Talk about timing your run to perfection. Look again at the agility with which the Liverpool man gets himself down low. Look at the power he manages to impart behind the header. Look at the inch-perfect placement, wide of Reina and into the roof of the net. Riise probably won't score a better goal in his career. He certainly won't score a more valuable one from our point of view. In front of the Kop, too. Ah, the memories.

Now, obviously there are going to be some people who maintain that Carragher ought to have picked him up. And it does appear that Reina was left fearfully exposed by his central defence at that moment. I'd prefer, though, to give the credit to Riise for eluding his man.

Sometimes a player can come into the box so quickly and from such an acute angle, that not even the best defender in the world would be able to do anything about it. This was one of those occasions.

So, 1-0 was OK, but 1-1 is better. And it means we can be slightly less pedantic and irritated about the freakish nature of Liverpool's first-half goal.
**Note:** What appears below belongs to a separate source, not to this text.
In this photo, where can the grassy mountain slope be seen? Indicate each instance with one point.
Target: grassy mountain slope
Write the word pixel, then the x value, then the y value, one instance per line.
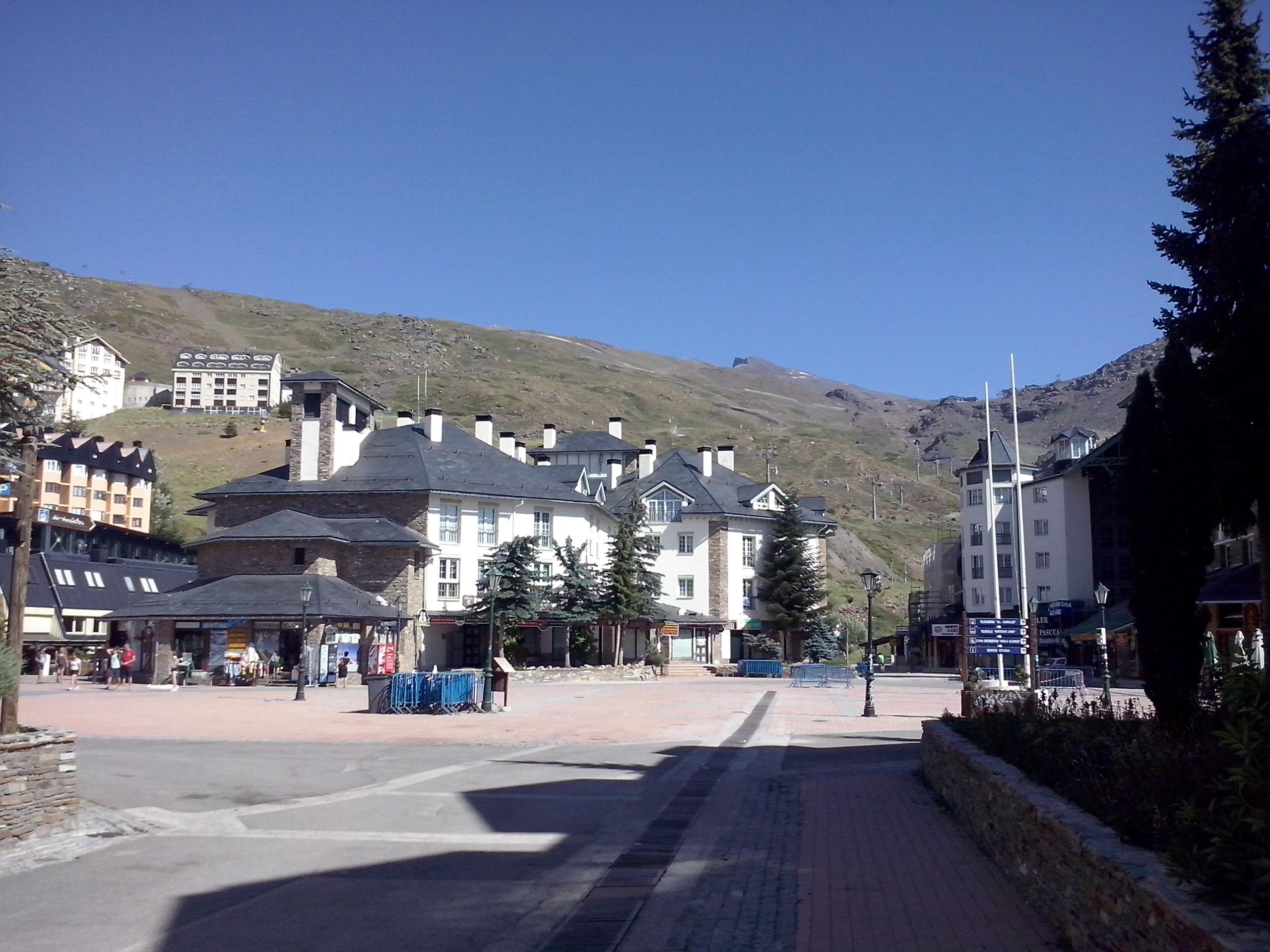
pixel 829 438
The quickly-taken free kick which wasn't a free kick; the sliced shot which balloon'd the ball into the box; Babel retreating from an offside position to impede Makelele and prevent him from getting to Kuyt - all of these little details we might have had to get much more worked up about, if Riise hadn't done us that last-gasp favour.

The semi-final is by no means done and dusted, of course. We'd be foolish to assume that. Liverpool will scrap for the second leg like a team that has nothing else left to play for because? well, because they are a team that has nothing else left to play for. But it gives us some real hope, I think, for a place in the final.

Of course, Liverpool being Liverpool, and Benitez being Benitez, no one of any significance from the side that turned out last night will be required to exert himself between now and the second leg.

They've got Birmingham at the weekend, which almost certainly means they'll be sending out Peter Crouch to deal with it, while the first teamers lie around at home having their calf muscles rubbed and their toenails painted.

Torres hadn't played for nine days before last night. Nine days! There must come a point, surely, where 'rested' stops being 'rested' and starts being 'not quite match fit'. But, hey - that's Benitez' problem, I guess, and no business of ours.

We, on the other hand, have the small matter of a potentially title-deciding clash with a decidedly wobbly-looking Manchester United to fit into our busy schedule in the meantime. Which is, of course, tough on us.

But we wouldn't have it any other way, would we? Certain other clubs may decide that the Champions League is the only competition worth bothering about, and set all their eggs in its one, expensively-lined basket. But here at Chelsea, we like to treat every competition with the respect that it deserves, remaining competitive across the board for as long as we possibly can. Doesn't mean you necessarily win them all, of course. But it's more satisfying, knowing that you genuinely tried.